Bliss paused, the wooden spoon in her hand hovering over the pot of caramel. “You called me two hours ago,” she said.

“I mean before that,” Susan said. She jammed the lid on the compost bin and tossed the dish towel aside. “After I disappeared yesterday.”

“Don't put those roses in the compost,” Bliss said. “They're soaked in pesticides.”

Aha! So her mother had noticed the roses on the porch. She just hadn't wanted to pick them up without a Hazmat suit. Susan snatched up the compost bin and emptied the entire contents into the trash.

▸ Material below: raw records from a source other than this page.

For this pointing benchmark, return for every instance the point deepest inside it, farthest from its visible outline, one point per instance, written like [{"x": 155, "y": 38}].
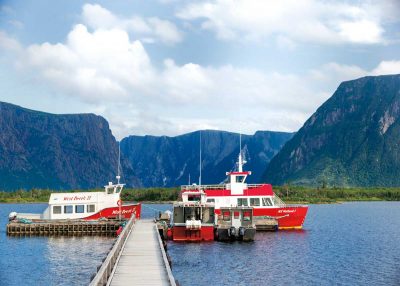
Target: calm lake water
[
  {"x": 51, "y": 260},
  {"x": 342, "y": 244}
]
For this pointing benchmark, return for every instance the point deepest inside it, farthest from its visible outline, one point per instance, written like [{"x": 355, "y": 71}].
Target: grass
[{"x": 288, "y": 193}]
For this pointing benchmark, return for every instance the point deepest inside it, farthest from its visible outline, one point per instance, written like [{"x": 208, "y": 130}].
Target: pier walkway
[{"x": 141, "y": 259}]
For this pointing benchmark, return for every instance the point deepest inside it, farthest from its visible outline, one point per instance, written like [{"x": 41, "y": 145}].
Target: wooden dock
[
  {"x": 141, "y": 259},
  {"x": 69, "y": 228}
]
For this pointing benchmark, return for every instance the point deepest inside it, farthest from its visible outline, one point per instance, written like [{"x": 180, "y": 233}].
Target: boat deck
[{"x": 142, "y": 260}]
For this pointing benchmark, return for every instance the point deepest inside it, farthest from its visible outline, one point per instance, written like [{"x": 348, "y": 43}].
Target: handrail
[
  {"x": 215, "y": 187},
  {"x": 164, "y": 255},
  {"x": 107, "y": 267}
]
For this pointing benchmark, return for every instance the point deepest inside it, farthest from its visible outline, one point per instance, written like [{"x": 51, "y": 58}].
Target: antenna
[
  {"x": 119, "y": 162},
  {"x": 200, "y": 160}
]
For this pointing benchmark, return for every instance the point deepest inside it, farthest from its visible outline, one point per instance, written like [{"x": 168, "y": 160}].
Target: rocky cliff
[
  {"x": 42, "y": 150},
  {"x": 351, "y": 140},
  {"x": 169, "y": 161}
]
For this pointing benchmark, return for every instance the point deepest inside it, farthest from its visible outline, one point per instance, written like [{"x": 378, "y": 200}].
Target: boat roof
[
  {"x": 261, "y": 190},
  {"x": 73, "y": 198}
]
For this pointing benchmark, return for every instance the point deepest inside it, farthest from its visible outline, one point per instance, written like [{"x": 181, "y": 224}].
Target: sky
[{"x": 167, "y": 67}]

“Bill told me you'd gone to a party at Leo's father's house,” Bliss said, stirring the caramel. “I assumed you'd spent the night.”

“Did he tell you the part about the big man and the black car and me acting strangely?” Susan asked.

Bliss set the spoon down. “Honey, you always act strangely.”

“I was kidnapped, Mom. Held against my will. Like the Lindbergh baby.”

“I thought you were on the island,” Bliss said. She picked up a wooden Popsicle stick and jammed it into the bottom of an apple. Juice bubbled out where the stick separated the flesh.

“I was on the island,” Susan said.

Bliss licked the juice off her fingers. “They wouldn't let you leave?”